While walking downhill, Oswald is chased by a boulder. His efforts to outrun the large rock are in vain as it rams him flat against a tree. In an attempt to restore his normal shape, Oswald drops a smaller rock on top of himself. This results in him having a more spherical physique, making it difficult for him to walk.

As he goes walking, Oswald stumbled and starts tumbling on the ground. In his path, two bear cubs are drinking syrup from maple trees. Oswald runs into one of them, causing that bear to be thrown upward. The cub's fall is cushioned when Oswald rolled back. Amazed by Oswald's bloated shape and bouncy qualities, the bears use him as a trampoline. Not willing to share with each other, the bears pull Oswald from opposite sides, stretching him back to his original form.

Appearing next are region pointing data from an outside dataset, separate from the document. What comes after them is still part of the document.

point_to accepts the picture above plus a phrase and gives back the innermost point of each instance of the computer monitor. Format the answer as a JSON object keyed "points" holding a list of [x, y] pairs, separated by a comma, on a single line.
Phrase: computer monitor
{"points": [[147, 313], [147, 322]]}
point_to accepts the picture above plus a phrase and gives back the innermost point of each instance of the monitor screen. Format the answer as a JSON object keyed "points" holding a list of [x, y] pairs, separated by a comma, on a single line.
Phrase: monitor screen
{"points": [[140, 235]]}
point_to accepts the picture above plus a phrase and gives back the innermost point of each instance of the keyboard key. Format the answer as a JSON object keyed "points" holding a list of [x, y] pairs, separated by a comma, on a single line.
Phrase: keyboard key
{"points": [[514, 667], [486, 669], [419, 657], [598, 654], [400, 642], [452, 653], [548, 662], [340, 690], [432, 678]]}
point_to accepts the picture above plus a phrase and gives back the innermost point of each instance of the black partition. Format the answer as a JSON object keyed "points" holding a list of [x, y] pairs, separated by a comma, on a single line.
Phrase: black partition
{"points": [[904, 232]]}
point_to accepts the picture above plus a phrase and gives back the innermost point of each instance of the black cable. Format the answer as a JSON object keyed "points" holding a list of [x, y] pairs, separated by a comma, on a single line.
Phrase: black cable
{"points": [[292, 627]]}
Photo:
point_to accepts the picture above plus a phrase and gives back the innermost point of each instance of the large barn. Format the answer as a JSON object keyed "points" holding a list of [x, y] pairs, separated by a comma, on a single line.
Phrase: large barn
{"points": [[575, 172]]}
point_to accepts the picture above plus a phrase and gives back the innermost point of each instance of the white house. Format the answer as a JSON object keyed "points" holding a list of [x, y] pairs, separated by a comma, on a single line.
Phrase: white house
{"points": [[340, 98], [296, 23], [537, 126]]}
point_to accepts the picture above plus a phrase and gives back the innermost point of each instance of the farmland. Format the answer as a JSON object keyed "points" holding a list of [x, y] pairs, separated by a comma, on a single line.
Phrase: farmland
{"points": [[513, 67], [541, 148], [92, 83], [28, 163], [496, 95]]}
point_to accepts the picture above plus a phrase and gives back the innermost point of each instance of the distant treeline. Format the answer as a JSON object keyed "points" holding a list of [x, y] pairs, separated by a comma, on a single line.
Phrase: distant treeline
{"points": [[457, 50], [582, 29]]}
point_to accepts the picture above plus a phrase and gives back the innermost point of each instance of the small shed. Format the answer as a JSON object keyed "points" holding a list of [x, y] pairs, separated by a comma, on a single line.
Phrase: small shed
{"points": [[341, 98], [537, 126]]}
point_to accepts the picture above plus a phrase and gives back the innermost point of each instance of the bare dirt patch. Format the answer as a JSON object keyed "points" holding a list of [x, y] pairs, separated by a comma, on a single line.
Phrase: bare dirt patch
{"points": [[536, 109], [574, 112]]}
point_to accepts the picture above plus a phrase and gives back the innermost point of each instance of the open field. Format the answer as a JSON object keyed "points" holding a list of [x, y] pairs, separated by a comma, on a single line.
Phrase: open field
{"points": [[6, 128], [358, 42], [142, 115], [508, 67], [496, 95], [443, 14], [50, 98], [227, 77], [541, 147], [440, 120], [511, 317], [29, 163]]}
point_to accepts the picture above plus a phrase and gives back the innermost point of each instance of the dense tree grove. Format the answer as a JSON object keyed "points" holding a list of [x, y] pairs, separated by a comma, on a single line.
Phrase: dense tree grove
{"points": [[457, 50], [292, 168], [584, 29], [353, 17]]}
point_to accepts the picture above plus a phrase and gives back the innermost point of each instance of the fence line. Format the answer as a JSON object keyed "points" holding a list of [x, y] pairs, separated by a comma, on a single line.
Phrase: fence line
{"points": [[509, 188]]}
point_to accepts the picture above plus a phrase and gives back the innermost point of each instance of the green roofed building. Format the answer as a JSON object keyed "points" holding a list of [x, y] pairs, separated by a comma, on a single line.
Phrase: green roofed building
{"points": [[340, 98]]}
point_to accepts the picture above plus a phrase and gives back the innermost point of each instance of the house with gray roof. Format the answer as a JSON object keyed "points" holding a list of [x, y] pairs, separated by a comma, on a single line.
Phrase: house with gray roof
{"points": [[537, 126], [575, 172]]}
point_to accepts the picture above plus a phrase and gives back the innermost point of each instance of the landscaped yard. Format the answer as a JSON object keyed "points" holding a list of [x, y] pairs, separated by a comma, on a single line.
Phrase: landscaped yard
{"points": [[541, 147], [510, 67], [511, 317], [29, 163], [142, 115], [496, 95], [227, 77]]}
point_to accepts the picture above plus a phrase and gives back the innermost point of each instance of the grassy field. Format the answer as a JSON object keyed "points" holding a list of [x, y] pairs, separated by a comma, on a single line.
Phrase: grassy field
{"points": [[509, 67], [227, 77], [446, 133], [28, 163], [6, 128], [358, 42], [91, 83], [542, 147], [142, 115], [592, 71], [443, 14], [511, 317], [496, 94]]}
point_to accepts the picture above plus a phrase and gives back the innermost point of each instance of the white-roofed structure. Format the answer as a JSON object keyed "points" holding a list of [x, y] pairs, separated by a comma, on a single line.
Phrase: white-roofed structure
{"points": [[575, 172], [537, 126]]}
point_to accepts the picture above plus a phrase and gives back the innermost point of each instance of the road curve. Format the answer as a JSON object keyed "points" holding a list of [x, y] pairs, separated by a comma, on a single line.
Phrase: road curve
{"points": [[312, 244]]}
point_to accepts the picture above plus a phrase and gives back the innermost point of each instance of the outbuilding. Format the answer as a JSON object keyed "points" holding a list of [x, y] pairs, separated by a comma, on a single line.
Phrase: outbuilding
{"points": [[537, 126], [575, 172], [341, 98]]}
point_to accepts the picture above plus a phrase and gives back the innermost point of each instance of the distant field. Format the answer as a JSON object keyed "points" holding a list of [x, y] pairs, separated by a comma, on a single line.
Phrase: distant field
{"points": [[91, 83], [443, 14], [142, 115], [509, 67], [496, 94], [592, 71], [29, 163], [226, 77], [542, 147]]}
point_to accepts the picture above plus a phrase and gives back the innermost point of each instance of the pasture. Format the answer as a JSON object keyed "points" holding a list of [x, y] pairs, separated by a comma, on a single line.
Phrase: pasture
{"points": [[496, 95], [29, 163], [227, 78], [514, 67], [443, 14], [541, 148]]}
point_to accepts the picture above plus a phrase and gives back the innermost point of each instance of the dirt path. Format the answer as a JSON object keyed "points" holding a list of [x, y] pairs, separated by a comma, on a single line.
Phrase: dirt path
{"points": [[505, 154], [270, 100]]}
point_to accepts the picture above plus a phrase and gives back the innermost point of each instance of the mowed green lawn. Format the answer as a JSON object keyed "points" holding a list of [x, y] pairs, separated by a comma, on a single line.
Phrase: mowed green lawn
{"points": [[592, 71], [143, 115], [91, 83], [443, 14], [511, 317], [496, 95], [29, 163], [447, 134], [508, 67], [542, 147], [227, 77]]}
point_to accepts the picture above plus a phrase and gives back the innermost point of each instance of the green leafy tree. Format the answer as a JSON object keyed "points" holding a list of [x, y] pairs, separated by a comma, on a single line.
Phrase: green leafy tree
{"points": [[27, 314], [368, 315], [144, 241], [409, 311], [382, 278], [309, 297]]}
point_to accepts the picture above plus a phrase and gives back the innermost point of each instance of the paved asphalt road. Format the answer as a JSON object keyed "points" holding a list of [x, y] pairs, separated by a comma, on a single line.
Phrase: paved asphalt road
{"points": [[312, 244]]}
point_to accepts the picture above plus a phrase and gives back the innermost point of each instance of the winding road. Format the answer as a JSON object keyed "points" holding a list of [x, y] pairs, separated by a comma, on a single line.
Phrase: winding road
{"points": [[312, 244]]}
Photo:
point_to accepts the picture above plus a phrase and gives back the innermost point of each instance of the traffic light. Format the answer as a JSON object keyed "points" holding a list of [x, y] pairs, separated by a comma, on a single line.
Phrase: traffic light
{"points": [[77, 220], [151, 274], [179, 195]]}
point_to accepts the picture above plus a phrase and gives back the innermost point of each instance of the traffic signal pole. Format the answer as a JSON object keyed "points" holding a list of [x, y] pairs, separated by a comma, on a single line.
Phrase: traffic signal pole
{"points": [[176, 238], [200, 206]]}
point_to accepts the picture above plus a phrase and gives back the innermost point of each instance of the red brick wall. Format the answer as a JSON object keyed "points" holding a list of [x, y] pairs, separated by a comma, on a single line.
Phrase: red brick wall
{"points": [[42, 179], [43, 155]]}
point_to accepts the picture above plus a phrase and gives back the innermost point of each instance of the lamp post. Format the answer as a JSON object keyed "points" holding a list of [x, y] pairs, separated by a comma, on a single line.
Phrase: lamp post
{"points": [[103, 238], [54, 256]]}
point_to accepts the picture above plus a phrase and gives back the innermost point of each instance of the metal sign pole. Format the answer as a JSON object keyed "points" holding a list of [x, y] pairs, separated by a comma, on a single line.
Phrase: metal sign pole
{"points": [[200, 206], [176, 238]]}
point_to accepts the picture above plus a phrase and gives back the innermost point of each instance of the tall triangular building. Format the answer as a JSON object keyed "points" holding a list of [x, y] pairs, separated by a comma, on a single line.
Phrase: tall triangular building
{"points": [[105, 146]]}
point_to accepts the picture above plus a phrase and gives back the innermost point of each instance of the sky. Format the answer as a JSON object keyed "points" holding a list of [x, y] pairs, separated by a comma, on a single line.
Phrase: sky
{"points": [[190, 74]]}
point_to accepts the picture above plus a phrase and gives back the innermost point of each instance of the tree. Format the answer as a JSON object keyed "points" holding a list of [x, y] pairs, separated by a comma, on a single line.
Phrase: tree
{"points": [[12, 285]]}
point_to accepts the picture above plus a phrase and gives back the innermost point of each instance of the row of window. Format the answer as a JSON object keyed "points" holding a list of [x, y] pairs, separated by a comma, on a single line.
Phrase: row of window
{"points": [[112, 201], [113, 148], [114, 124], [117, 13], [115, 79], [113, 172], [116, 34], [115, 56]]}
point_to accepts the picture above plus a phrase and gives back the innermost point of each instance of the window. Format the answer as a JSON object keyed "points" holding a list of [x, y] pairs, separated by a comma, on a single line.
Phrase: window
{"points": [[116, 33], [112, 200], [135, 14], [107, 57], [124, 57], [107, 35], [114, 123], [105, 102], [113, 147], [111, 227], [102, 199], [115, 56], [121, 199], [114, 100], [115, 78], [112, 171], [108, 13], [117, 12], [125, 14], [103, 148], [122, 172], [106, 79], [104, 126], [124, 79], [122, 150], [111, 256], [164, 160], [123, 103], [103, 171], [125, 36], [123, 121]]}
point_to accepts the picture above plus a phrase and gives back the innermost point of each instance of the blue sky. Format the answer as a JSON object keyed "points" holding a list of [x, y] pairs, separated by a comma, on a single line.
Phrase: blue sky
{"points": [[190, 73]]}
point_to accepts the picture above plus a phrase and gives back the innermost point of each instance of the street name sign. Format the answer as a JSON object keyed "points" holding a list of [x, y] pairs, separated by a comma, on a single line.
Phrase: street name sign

Annoyed by their antics, Oswald chases one of the bears to what looks like a tree stump. The stump turns out to be the mother of the two bears who then chases Oswald into a cave. Upon entering the cave, Oswald and the big bear go into a tussle. Ironically, the big bear comes out with no fur on her torso and runs in embarrassment. Oswald, however, comes out wearing the big bear's fur like a jacket and celebrates by mocking Pete.

==Home media==
The short was released on December 11, 2007, on Walt Disney Treasures: The Adventures of Oswald the Lucky Rabbit.